If you’re looking into Hadoop you might be interested in HPCC Systems

This is a guest blog post from HPCC Systems. HPCC Systems and Hadoop are open source projects, with both leveraging commodity hardware nodes and local storage interconnected through IP networks, allowing for parallel data processing and querying across this architecture. But this is where similarities end.

HPCC Systems was designed and developed about 14 years ago (1999-2000), under a different paradigm, to provide for a comprehensive, consistent high-level and concise declarative dataflow oriented programming model, represented by the ECL language. You can express data workflows and data queries in a very high level manner, avoiding the complexities of the underlying parallel architecture of the system.

Hadoop has two scripting languages which allow for some abstractions (Pig and Hive), but they don’t compare with the formal aspects, sophistication and maturity of the ECL language, which provides for a number of benefits such as data and code encapsulation, the absence of side effects, the flexibility and extensibility through macros, functional macros and functions, and the libraries of production ready high level algorithms available.

One of the limitations of the MapReduce model utilized by Hadoop, is that internode communication is left to the shuffle phase, which makes certain iterative algorithms that require frequent internode data exchange hard to code and slow to execute (they need to go through multiple phases of Map, Shuffle and Reduce, each representing a barrier operation that forces the serialization of the long tails of execution).

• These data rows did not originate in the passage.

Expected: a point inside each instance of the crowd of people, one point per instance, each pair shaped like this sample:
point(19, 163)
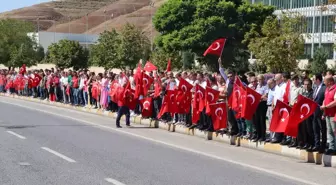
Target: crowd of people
point(145, 92)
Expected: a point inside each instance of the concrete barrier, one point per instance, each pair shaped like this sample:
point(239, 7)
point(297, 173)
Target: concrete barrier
point(311, 157)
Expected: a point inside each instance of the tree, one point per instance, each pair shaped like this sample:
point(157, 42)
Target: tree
point(319, 62)
point(120, 50)
point(279, 44)
point(134, 45)
point(16, 47)
point(160, 59)
point(67, 54)
point(194, 24)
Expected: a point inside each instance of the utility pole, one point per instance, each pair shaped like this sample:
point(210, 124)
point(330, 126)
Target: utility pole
point(69, 24)
point(151, 4)
point(87, 29)
point(105, 20)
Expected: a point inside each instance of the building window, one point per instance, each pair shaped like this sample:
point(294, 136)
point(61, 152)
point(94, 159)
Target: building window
point(302, 3)
point(327, 24)
point(328, 47)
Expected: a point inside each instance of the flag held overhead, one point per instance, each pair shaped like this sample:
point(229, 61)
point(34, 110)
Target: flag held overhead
point(216, 48)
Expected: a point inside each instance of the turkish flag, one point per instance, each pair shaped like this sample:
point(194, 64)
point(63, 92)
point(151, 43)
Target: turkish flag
point(198, 103)
point(113, 91)
point(150, 67)
point(128, 97)
point(216, 47)
point(157, 86)
point(37, 79)
point(250, 103)
point(139, 85)
point(199, 97)
point(184, 86)
point(235, 100)
point(280, 117)
point(168, 66)
point(22, 70)
point(137, 73)
point(147, 107)
point(147, 81)
point(218, 115)
point(301, 110)
point(169, 103)
point(211, 96)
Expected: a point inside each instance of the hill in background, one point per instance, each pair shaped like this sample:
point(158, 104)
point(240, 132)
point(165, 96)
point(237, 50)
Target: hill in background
point(88, 16)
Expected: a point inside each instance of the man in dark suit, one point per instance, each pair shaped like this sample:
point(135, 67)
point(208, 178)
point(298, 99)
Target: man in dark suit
point(319, 125)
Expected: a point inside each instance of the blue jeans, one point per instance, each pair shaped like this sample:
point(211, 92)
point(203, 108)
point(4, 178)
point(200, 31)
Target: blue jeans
point(41, 91)
point(75, 93)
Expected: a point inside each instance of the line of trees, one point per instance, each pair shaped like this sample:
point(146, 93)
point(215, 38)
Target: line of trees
point(186, 29)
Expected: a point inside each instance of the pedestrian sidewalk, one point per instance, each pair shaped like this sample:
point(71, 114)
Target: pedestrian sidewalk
point(311, 157)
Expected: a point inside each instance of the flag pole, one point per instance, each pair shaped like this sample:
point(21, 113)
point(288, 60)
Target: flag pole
point(223, 48)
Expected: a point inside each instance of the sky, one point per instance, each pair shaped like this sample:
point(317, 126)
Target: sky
point(15, 4)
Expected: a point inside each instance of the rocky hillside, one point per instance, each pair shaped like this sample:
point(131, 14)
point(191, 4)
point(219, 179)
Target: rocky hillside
point(87, 16)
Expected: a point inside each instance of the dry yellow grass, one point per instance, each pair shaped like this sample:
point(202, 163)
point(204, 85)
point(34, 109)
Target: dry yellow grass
point(73, 15)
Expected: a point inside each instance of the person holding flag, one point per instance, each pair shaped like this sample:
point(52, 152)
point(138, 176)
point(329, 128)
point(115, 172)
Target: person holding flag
point(229, 81)
point(329, 108)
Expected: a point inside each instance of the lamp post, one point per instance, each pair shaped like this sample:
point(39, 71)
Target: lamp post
point(87, 29)
point(105, 20)
point(151, 4)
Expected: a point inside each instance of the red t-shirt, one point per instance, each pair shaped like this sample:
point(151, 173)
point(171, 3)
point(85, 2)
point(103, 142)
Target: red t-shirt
point(75, 83)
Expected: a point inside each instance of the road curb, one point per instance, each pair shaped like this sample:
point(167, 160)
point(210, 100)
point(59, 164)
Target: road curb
point(310, 157)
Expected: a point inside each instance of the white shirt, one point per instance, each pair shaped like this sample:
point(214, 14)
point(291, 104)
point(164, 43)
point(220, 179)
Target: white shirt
point(294, 93)
point(262, 89)
point(64, 80)
point(215, 87)
point(279, 91)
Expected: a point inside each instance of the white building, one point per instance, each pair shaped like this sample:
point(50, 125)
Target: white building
point(45, 39)
point(320, 24)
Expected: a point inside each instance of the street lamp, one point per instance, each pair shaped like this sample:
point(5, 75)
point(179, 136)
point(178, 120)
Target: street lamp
point(151, 5)
point(105, 20)
point(87, 29)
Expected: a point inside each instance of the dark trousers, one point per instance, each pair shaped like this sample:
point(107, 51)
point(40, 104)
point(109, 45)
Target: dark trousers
point(320, 128)
point(233, 125)
point(260, 119)
point(306, 135)
point(123, 110)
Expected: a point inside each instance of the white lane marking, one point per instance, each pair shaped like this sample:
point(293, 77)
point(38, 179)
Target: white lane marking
point(15, 134)
point(268, 171)
point(59, 155)
point(113, 181)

The HPCC Systems platform provides direct internode communication, leveraged by many of the high level ECL primitives. Another Hadoop disadvantage is the use of Java as the programming language for the entire platform, including the HDFS distributed file system, which adds for overhead from the JVM.  In contrast, HPCC and ECL are compiled into C++, which executes natively on top of the Operating System, lending to more predictable latencies and overall faster execution (performance of the HPCC Systems platform is anywhere between 3 and 10 times faster than Hadoop, on the same hardware).

The HPCC Systems platform is comprised of two components: a back-end batch oriented data workflow processing and analytics system called Thor (a data refinery engine equivalent to Hadoop MapReduce), and a front-end real-time data querying and analytics system called Roxie (a data delivery engine which has no equivalent in the Hadoop world). Roxie allows for real-time delivery and analytics of data through parameterized ECL queries (think of them as equivalent to store procedures in your traditional RDBMS). The closest to Roxie in the Hadoop ecosystem is Hbase, which is a strict key/value store and, thus, provides only for very rudimentary retrieval of values by exact or partial key matching. Roxie allows for compound keys, dynamic indices, smart stepping of these indices, aggregation and filtering, and complex calculations and processing.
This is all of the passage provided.